Secondly, while the media plays an important role in providing us with information about the issues taking place throughout the world, it is important to consider the fact that this information provided to us by the media originates from other sections of the universal society. In this case, this means that the media does not create its own ‘unique’ or ‘model’ society and its characteristics, but rather it transmits the information about what a society is doing to other sections of the universal society (Veak 2009). Therefore it would be wrong to argue that the media has shaped society, while it is known that it just brings in some news of what other people are doing or what they are experiencing. Two issues must be distinguished here- “affecting” and “shaping”. While it is true that the media ‘affects’ us by making us understand the globalized society, it does not shape our lives. Contrary, human societies ‘shape’ their own lives. Proponents of the notion that ‘the media shapes our lives’ tend to ignore the fact that the media does not ‘create’ its own news, rather it collects and transmits news from one place to another. This means that even if some news from the media ‘makes’ us act or behave in some way, it is not a behavior created by the media. In an actual sense, we will have ‘imported’ the new behavior from another part of our globalized society (Berger 2010).

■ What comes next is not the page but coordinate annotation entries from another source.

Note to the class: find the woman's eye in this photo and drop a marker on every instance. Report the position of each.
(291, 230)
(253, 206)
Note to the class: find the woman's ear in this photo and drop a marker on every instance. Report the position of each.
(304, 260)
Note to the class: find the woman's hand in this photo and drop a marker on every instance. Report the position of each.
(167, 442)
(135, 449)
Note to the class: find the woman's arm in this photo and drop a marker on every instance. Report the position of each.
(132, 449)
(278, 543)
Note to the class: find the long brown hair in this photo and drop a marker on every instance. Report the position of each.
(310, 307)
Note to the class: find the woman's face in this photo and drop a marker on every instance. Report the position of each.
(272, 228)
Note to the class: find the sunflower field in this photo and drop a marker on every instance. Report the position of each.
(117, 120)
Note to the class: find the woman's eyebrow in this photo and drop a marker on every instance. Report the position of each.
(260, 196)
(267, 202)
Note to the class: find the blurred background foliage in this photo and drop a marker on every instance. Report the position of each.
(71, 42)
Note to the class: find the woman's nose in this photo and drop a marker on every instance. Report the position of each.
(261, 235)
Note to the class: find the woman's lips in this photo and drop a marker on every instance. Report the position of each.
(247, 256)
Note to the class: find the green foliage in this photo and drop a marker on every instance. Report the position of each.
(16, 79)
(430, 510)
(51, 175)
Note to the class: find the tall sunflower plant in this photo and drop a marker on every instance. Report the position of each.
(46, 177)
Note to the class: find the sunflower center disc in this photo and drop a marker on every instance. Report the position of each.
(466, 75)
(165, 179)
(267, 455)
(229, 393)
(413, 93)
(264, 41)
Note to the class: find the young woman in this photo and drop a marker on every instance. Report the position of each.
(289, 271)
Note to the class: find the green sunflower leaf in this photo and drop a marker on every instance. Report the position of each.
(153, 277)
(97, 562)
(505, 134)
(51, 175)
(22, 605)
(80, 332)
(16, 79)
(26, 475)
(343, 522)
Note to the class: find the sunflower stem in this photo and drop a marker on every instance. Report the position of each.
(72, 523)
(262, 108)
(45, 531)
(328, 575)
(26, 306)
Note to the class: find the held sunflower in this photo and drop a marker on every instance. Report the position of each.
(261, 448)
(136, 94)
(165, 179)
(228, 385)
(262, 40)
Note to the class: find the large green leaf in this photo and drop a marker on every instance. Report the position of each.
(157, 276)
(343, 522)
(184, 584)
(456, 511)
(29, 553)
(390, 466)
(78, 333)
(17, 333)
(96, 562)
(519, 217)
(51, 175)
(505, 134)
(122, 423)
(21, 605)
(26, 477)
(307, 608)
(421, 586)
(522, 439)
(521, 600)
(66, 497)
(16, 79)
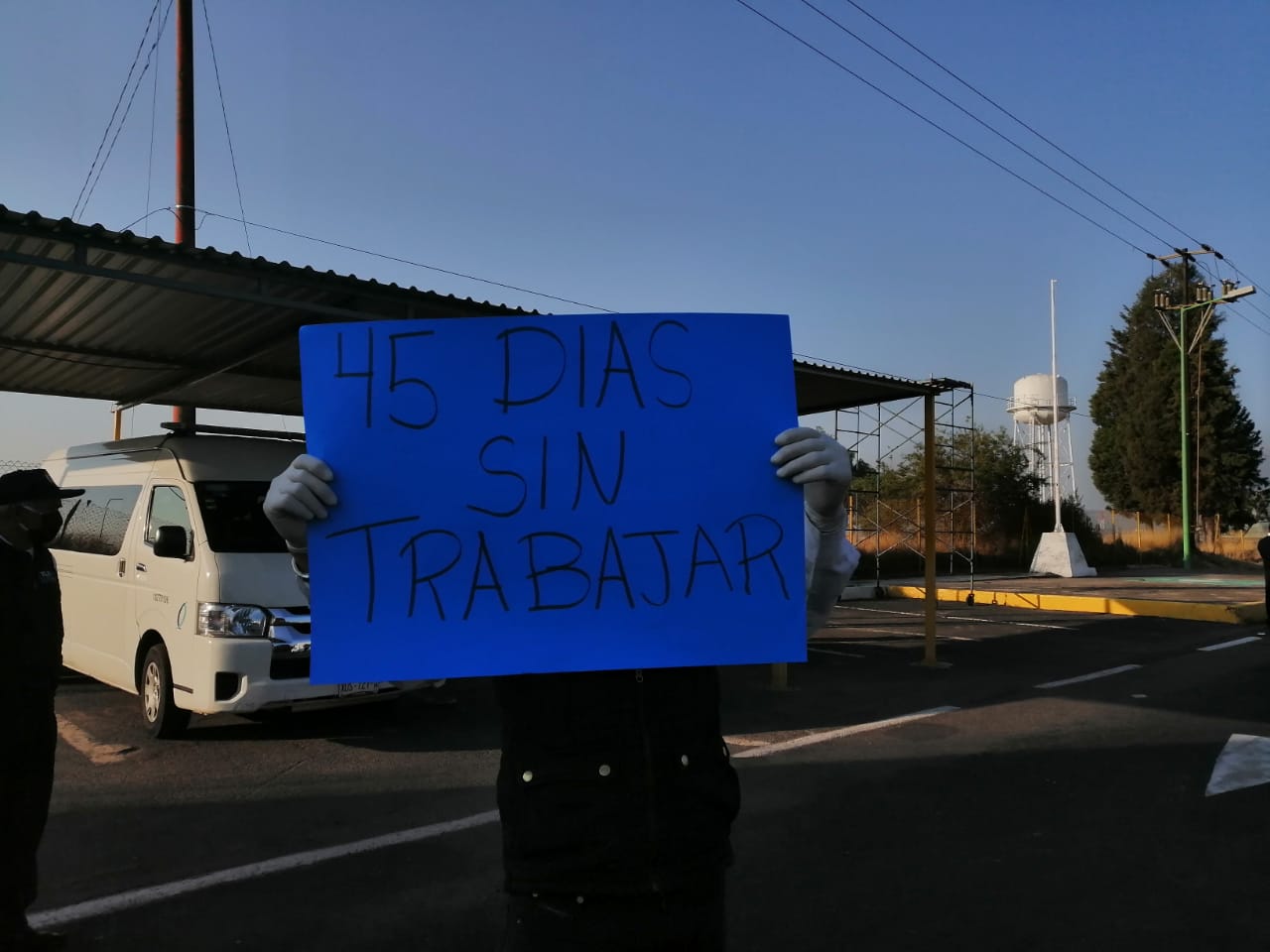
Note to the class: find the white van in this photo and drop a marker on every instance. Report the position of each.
(175, 584)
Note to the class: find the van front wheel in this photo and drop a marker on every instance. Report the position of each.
(160, 714)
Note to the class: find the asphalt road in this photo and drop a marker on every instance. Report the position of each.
(887, 805)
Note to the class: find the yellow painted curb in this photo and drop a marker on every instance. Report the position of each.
(1246, 613)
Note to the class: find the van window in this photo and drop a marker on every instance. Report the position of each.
(98, 521)
(167, 508)
(234, 517)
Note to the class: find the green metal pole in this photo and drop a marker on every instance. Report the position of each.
(1182, 348)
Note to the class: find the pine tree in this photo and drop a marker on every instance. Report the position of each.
(1135, 452)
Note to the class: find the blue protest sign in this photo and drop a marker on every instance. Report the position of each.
(548, 494)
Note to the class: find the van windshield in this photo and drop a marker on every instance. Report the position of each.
(234, 518)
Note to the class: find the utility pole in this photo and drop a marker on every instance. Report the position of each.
(185, 414)
(1185, 345)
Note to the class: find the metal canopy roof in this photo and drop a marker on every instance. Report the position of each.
(90, 312)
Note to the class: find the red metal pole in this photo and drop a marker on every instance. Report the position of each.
(185, 148)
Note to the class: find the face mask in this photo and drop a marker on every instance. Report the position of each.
(41, 529)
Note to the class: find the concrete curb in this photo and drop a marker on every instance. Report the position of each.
(1245, 613)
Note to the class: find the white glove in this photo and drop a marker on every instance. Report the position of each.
(299, 495)
(820, 465)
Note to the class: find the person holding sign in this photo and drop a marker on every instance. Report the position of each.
(615, 788)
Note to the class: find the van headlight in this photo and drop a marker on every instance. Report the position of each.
(223, 621)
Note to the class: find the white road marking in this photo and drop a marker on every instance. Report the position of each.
(132, 898)
(1243, 762)
(822, 737)
(93, 751)
(960, 619)
(1248, 640)
(1107, 673)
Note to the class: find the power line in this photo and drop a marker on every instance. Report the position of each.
(154, 104)
(947, 132)
(109, 125)
(216, 67)
(982, 122)
(413, 264)
(997, 132)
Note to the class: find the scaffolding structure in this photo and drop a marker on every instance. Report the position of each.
(880, 436)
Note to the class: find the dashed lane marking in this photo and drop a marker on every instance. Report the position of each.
(1095, 675)
(1243, 762)
(134, 898)
(833, 652)
(1248, 640)
(822, 737)
(94, 751)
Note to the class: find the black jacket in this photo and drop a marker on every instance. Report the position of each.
(31, 621)
(613, 782)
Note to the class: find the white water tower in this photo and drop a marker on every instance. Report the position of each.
(1042, 413)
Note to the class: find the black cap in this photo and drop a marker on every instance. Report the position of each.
(32, 485)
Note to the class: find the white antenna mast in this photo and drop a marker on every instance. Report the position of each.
(1053, 425)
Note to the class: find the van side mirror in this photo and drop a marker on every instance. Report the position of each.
(172, 542)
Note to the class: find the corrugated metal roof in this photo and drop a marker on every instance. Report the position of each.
(90, 312)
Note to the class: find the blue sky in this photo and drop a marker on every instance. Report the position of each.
(685, 155)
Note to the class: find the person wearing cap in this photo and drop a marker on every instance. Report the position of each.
(615, 788)
(31, 639)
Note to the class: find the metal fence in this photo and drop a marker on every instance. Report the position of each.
(9, 465)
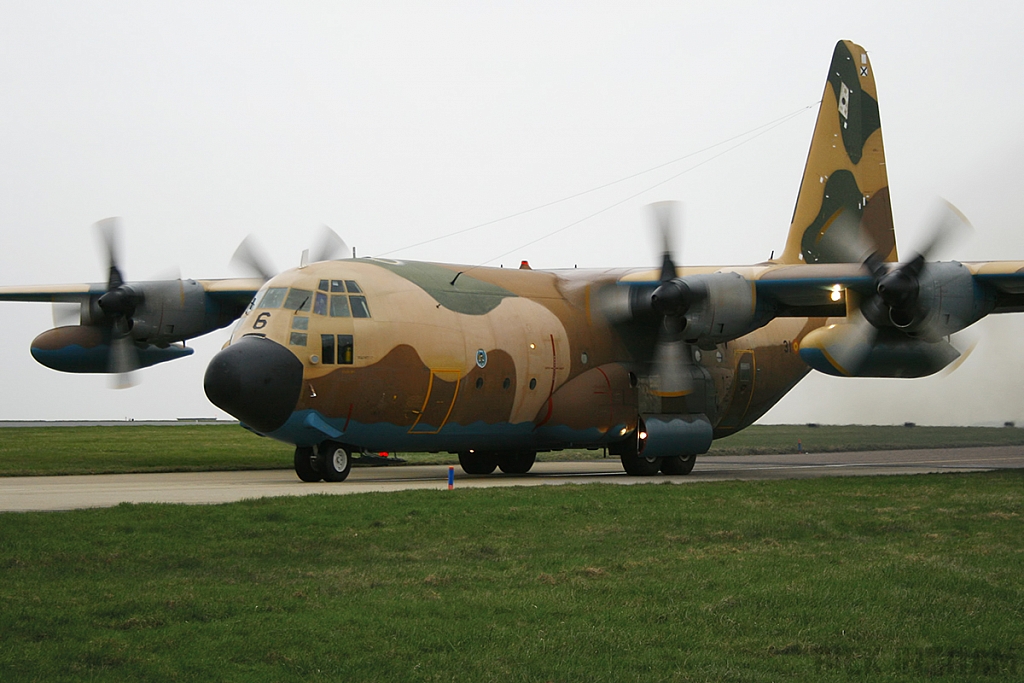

Proponents of the debate tend to cite certain issues in the modern world where people act in some way just because they have witnessed other people do so, or influence each other over the social and mass media to act. For instance, they argue that the rise of the Arab Spring was a creation of social and popular media. However, they fail to understand facts. For instance, they are too ignorant to note that social media did not shape the lives of the people in Egypt just because it was used to mobilize demonstrators to act in the same way the people in Tunisia were doing. In an actual sense, the life of Egyptian society changed in line with the changes in the lives of the people in Tunisia. The media played a mere role of “informing” the people, and not “shaping” their lives.
In conclusion, I wish to take the evidence collected from media technology to support the fact that technology influences us, but it does not “shape” our lives.
References
Adams, H, 1931, The education of Henry Adams, Routledge, New York.
Berger, A, 2010, Media and Society: A Critical Perspective, Rowman Battlefield, London
Carey, J 2006, “Technology and ideology: The case of the telegraph”, in R Hassan & J
Giddens, A, 1991, Modernity and self-identity: Self and society in the late modern age, Polity, Cambridge.
Veak, T, 2009, Democratizing Technology: Andrew Feenberg’s Critical Theory of Technology, SUNY, Albany, NY.
Wood, J, 2011, Communication in Our Lives, Cengage Learning, New York.